Инна возмущалась этими словами. Она любила и уважала мать, но сама редко навещала ее во время замужества. Приедет на полчаса днем или обедать, явится на журфикс — вот и все. А чтобы просидеть вечер вдвоем, поговорить — это было скучно и для Инны. И о чем поговорить с ней? Они были чужие друг другу, несмотря на взаимную любовь.
И, жалея теперь мать, Инна невольно спрашивала себя: отчего это такая хорошая и честная женщина, которую называли святой, так одинока со своей постоянной печалью отверженной жены? Отчего она не умела устроить семьи. Разве их семья похожа на настоящую семью? Отчего она, любившая ее и сестру, не сумела влиять на них хоть сколько-нибудь и словно бы проглядела их души, обманываясь на их счет не то от чрезмерной любви, не то от наивного непонимания?
И на эти вопросы, впервые затронувшие Инну, против желания подкрадывались ответы, обвиняющие не одного отца, вносившего ложь в семью.
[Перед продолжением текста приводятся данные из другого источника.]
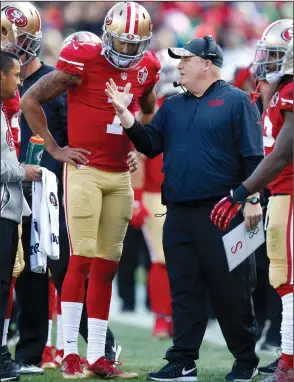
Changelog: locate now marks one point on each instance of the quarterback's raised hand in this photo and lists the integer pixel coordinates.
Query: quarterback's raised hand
(224, 212)
(120, 100)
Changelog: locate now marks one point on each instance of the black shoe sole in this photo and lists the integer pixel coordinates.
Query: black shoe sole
(9, 378)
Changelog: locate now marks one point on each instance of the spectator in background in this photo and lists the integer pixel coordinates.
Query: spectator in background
(12, 174)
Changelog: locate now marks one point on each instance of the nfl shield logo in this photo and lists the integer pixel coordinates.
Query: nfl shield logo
(142, 75)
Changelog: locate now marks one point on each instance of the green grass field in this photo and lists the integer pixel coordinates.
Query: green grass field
(142, 354)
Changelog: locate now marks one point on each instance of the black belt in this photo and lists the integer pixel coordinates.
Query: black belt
(196, 202)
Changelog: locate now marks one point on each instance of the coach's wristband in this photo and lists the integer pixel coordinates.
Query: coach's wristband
(240, 194)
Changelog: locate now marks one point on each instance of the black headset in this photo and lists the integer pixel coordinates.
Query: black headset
(211, 46)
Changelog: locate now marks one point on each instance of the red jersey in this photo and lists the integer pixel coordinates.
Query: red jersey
(12, 110)
(273, 120)
(92, 122)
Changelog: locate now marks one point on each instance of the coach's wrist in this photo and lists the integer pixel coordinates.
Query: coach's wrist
(127, 119)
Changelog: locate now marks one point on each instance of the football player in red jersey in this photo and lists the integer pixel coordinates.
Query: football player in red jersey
(158, 284)
(98, 193)
(274, 61)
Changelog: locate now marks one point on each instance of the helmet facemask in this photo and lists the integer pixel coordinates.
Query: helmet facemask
(120, 60)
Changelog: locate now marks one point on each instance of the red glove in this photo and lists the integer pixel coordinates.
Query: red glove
(224, 212)
(140, 212)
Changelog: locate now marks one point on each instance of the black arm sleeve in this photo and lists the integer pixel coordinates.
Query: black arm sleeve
(250, 164)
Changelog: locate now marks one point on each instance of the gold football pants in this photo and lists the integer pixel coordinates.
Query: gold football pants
(98, 206)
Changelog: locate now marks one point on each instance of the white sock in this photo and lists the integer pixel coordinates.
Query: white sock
(71, 318)
(49, 338)
(287, 324)
(5, 331)
(59, 336)
(96, 339)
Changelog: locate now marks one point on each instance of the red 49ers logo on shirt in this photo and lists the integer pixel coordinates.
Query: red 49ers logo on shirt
(16, 17)
(10, 140)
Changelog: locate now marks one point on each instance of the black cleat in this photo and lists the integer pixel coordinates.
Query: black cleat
(8, 367)
(175, 372)
(242, 372)
(270, 368)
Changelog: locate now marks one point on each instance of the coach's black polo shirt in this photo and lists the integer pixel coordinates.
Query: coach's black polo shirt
(203, 140)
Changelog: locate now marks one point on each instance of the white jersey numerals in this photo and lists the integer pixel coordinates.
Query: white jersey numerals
(268, 139)
(115, 127)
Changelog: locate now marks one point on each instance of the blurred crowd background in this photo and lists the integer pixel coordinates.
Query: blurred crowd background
(235, 25)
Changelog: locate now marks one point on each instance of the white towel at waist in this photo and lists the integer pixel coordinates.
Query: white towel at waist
(45, 222)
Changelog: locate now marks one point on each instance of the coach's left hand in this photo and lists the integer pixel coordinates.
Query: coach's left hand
(224, 212)
(252, 215)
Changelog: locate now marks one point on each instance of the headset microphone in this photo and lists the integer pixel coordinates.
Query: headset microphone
(176, 84)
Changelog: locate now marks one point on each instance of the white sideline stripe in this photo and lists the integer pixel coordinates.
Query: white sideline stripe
(71, 62)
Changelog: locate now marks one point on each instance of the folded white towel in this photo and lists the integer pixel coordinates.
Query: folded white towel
(45, 222)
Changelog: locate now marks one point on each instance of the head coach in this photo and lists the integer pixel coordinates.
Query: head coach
(211, 140)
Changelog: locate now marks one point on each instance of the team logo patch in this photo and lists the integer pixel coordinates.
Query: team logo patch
(10, 140)
(53, 199)
(275, 99)
(142, 75)
(287, 34)
(216, 102)
(16, 17)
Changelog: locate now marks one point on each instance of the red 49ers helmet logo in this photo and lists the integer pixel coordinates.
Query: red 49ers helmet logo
(109, 18)
(16, 17)
(142, 75)
(287, 34)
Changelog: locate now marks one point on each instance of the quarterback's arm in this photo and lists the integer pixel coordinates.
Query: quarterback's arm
(276, 161)
(147, 103)
(44, 90)
(148, 139)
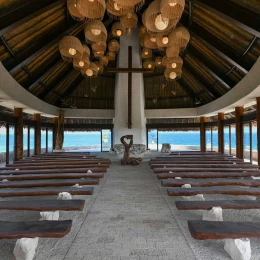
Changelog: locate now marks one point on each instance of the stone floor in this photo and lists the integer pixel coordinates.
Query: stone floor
(130, 216)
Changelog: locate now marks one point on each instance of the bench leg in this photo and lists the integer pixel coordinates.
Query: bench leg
(238, 249)
(25, 248)
(214, 214)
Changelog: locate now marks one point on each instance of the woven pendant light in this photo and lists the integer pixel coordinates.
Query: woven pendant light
(172, 52)
(103, 60)
(95, 31)
(92, 9)
(129, 20)
(130, 4)
(146, 53)
(158, 61)
(149, 64)
(73, 10)
(99, 46)
(154, 21)
(70, 48)
(172, 9)
(180, 37)
(162, 39)
(113, 45)
(172, 63)
(150, 41)
(118, 30)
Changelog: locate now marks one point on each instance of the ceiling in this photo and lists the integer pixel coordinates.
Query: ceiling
(224, 46)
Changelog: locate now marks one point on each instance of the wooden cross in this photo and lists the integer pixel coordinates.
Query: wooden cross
(129, 70)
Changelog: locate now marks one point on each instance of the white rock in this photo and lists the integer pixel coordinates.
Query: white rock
(49, 215)
(25, 248)
(64, 196)
(238, 249)
(215, 214)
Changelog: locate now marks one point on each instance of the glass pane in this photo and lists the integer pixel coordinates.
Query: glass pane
(226, 140)
(11, 143)
(246, 152)
(106, 140)
(32, 141)
(25, 141)
(180, 140)
(152, 139)
(233, 140)
(50, 140)
(254, 143)
(208, 139)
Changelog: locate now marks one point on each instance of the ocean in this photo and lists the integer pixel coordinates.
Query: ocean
(93, 139)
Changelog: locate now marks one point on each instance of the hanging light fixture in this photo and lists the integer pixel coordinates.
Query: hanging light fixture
(113, 45)
(95, 31)
(70, 48)
(172, 9)
(73, 10)
(92, 9)
(118, 30)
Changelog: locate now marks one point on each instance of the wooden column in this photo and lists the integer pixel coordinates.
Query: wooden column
(239, 133)
(258, 127)
(202, 134)
(220, 133)
(18, 113)
(37, 119)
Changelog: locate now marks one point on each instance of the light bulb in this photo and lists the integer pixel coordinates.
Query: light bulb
(72, 51)
(118, 32)
(165, 40)
(173, 75)
(96, 31)
(89, 72)
(160, 23)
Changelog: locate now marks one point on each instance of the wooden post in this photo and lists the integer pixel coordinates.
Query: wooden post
(220, 133)
(258, 126)
(18, 113)
(202, 134)
(37, 119)
(239, 133)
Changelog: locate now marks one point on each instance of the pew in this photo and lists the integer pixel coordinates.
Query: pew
(43, 205)
(31, 229)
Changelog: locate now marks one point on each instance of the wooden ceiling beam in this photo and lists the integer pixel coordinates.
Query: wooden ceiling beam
(239, 16)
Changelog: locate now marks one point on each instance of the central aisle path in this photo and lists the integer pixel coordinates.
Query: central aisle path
(130, 219)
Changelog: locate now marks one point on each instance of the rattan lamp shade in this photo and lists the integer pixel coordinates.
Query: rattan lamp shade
(146, 53)
(70, 48)
(113, 45)
(92, 9)
(149, 64)
(150, 41)
(73, 10)
(118, 30)
(180, 37)
(172, 9)
(129, 20)
(95, 31)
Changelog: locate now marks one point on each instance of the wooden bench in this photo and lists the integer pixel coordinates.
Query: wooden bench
(49, 176)
(213, 190)
(224, 204)
(45, 191)
(47, 183)
(211, 182)
(31, 229)
(201, 175)
(43, 205)
(201, 229)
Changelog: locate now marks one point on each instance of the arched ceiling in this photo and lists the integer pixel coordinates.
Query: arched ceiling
(224, 46)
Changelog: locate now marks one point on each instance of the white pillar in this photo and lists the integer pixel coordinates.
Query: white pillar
(121, 92)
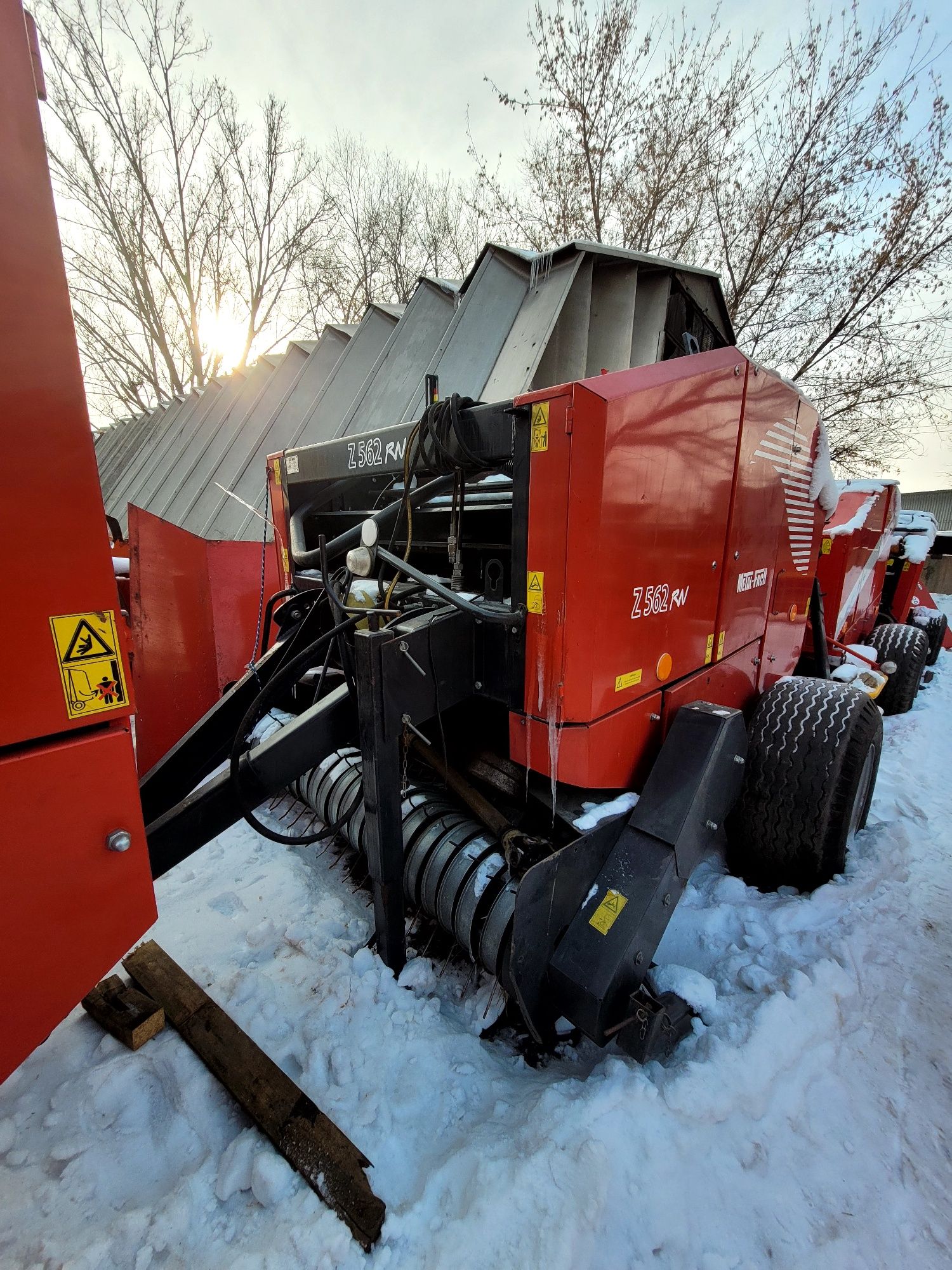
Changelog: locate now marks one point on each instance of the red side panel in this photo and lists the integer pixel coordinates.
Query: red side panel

И Инне казалось, что мать слишком отдавалась своим чувствам любви и ревности и из-за них закрывала глаза на все остальное, живя в совершенном неведении жизни — в каком-то сентиментальном мираже, бесхарактерная, непрактичная, не сумевшая даже, несмотря на всю свою любовь к дочерям, внушить им понятие о долге и отвращение к распущенности.
«О, если б мама остановила тогда от этого легкомысленного брака, разве у меня было бы такое ужасное прошлое?.. О, если б мама знала, какие у нее, святой женщины, грешные дочери?!» — думала Инна, чувствуя в то же время и любовь и жалость к матери и понимая, что между ними нет той близости, которая позволила бы ей обнажить свою душу, как она обнажила ее перед Никодимцевым. Тот понял и простил. Она пришла бы в ужас и простила бы, не понимая, что в этом ужасе виновата главным образом она.
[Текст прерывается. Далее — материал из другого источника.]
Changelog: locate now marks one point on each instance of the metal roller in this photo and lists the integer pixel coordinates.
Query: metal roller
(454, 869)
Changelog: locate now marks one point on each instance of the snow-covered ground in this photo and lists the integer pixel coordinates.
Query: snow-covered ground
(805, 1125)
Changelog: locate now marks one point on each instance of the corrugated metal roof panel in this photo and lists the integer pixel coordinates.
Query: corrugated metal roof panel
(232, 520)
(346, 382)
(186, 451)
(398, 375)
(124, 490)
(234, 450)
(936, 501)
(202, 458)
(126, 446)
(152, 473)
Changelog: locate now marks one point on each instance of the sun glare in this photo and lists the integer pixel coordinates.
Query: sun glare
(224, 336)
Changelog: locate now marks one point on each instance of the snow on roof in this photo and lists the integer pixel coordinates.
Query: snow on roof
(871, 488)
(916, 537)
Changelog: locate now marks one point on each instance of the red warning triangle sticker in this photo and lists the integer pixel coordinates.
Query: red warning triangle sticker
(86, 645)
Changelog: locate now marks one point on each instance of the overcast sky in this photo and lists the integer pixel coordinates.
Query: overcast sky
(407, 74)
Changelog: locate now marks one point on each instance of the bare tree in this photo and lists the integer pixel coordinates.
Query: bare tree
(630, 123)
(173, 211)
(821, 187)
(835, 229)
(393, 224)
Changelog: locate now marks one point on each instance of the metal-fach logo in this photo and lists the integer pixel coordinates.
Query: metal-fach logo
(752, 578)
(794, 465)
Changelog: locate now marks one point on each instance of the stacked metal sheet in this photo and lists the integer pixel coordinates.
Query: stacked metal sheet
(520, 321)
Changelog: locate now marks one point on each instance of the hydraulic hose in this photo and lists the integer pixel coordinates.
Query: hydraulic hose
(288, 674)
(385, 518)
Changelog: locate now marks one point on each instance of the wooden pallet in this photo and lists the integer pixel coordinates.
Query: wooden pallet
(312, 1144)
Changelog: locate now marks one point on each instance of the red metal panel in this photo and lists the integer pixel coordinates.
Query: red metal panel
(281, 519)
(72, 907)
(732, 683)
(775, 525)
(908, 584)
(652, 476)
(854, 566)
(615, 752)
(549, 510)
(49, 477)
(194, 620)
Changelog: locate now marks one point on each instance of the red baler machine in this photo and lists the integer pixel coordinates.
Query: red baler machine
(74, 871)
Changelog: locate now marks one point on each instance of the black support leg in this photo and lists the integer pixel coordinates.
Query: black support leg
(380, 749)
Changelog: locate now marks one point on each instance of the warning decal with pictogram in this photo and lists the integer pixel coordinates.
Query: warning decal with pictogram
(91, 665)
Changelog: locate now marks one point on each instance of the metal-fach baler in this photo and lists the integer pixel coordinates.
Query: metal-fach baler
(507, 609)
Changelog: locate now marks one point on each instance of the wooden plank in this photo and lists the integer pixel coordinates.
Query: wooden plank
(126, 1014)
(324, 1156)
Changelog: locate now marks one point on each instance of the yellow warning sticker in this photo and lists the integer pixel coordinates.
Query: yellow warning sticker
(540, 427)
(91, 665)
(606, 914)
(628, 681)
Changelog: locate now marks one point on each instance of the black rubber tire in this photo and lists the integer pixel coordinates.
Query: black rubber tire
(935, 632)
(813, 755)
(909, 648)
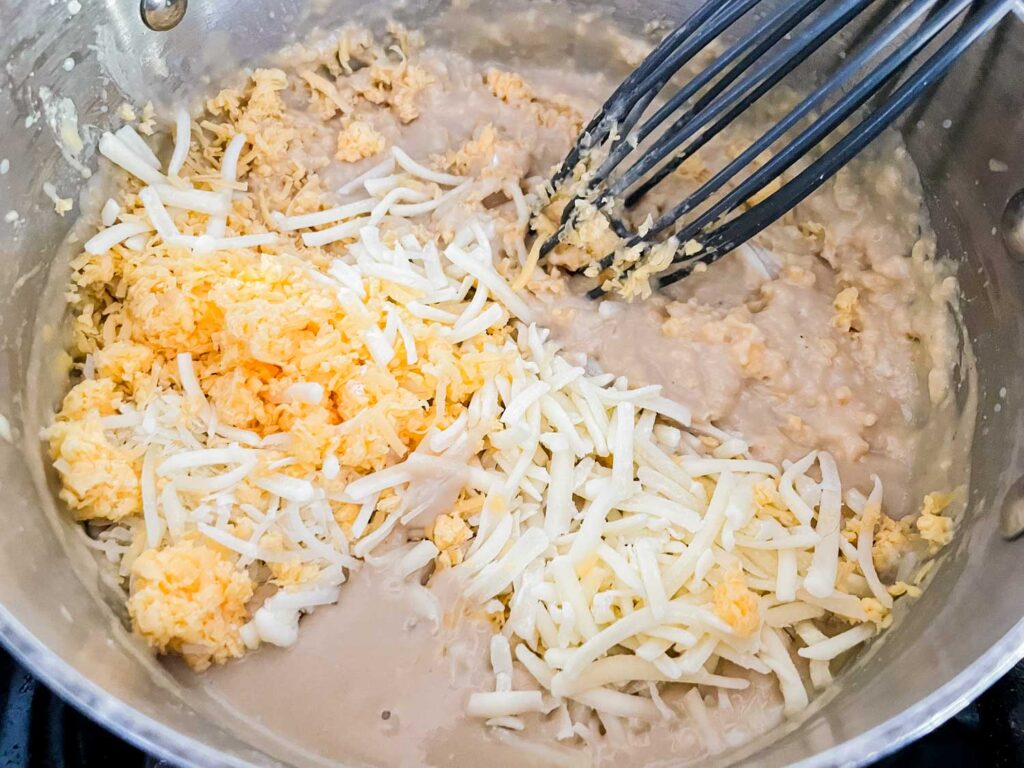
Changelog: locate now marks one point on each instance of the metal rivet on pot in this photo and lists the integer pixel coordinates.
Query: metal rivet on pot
(1012, 225)
(1012, 514)
(161, 15)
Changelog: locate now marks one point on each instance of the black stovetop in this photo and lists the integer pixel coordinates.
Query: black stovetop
(38, 729)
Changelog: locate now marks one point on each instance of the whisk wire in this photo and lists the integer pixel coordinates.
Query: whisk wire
(986, 15)
(710, 101)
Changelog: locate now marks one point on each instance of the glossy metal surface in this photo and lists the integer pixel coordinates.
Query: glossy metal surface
(162, 15)
(56, 612)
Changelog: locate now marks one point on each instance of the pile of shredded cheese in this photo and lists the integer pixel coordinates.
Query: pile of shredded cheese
(280, 383)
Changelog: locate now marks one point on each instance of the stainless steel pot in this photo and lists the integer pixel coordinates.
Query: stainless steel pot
(965, 631)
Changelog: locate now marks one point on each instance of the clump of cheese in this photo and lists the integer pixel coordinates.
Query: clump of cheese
(99, 479)
(357, 140)
(190, 599)
(736, 604)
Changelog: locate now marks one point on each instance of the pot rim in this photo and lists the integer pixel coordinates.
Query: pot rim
(169, 743)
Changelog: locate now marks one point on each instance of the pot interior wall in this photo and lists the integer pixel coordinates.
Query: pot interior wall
(52, 606)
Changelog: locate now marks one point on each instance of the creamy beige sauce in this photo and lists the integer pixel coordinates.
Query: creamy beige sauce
(376, 680)
(383, 678)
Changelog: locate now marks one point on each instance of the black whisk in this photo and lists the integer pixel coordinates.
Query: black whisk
(628, 158)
И не будет ли виновата и она, Инна, перед своей дочерью за свое прошлое? Сумеет ли она вызвать доверие к ней? Что, если она узнает, когда вырастет, какова была ее мать?!
При этой мысли Инна Николаевна вздрогнула, точно ей вдруг сделалось холодно.
— Что, Инночка, зазябла, бедная? — спросила Антонина Сергеевна.
— Да, мамочка, немного…
— Ты велела бы самовар поставить… Напилась бы чаю…
— Не хочу, мамочка… Я и так согреюсь.
Несколько минут они просидели молча, каждая занятая своими мыслями, поверить которые они не решались друг другу.